PSICOTERAPIAS, PSICOTERAPEUTAS E CLIENTES

Psicoterapia: Teoria e Prática
J.L.Belas – set 2007

No mês passado, recebi uma propaganda de um curso sobre Terapia Cognitiva. Meu primeiro impulso foi: os temas parecem interessantes! Se eu tivesse mais tempo disponível, talvez fosse até São Paulo só para ver como funciona essa abordagem.

No início deste mês, passei por uma livraria e procurei o que havia de mais recente sobre o tema, Terapia Cognitiva, e comprei dois livros.

Não sabia que minha esposa, que é psicóloga como eu, havia comprado, meses antes, também um livro sobre este mesmo assunto.

Agora, tenho meus primeiros três livros que tratam deste modo de terapia e já comecei a dar uma olhada no conteúdo deles e tenho ficado muito motivado para continuar a leitura, pois, para alegria minha, sinto que há neles muitas coisas que me são familiares, no que se refere à prática clínica.

Minha formação básica, como psicoterapeuta, é rogeriana. Até alguns anos atrás, ser rogeriano, do mesmo modo que ser freudiano, quase que implicava, para muitas pessoas da área “psi”, numa inviabilidade de conciliação de métodos de outras abordagens. Ou se era rogeriano, ou freudiano, ou comportamentalista, ou gestaltista,  e assim por diante.

Já em 1979, eu tentava mostrar aos meus estagiários que tal divisão era lamentável, pois o que importava, de fato, era a Pessoa que estava diante de nós, procurando alívio e solução para seus problemas.

Para mim, nunca foi inviável o somatório de conhecimentos advindos da prática psicoterápica, independentemente das suas origens epistemológicas.

Penso que a boa prática terapêutica será sempre centrada na pessoa (do cliente) e a terapia “rogeriana” não escapa – ela principalmente – disso.

Conheço muitos terapeutas, com formações completamente diferentes, que conseguem ter bons resultados com seus clientes.
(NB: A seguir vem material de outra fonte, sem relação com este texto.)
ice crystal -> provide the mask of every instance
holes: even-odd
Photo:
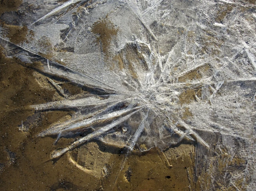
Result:
[[[1,37],[7,55],[39,61],[37,69],[90,90],[74,99],[50,79],[65,99],[32,106],[76,109],[40,136],[56,135],[58,141],[92,131],[52,158],[94,138],[142,151],[186,139],[200,152],[221,137],[221,145],[249,164],[236,175],[256,174],[255,6],[243,1],[54,2],[24,1],[17,22],[34,31],[33,40],[15,44]],[[38,11],[27,10],[29,5]],[[49,48],[42,49],[42,40]]]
Quando converso com eles e falamos sobre nossas práticas, o que se evidencia é o foco do nosso trabalho. Ele é “centrado na pessoa do seu cliente”. Quando isso não acontece, raramente a psicoterapia chega a bom termo. Em outras palavras, sempre acreditei que as terapias tendem a se tornar muito parecidas, semelhantes e quase idênticas. É tudo uma questão de tempo.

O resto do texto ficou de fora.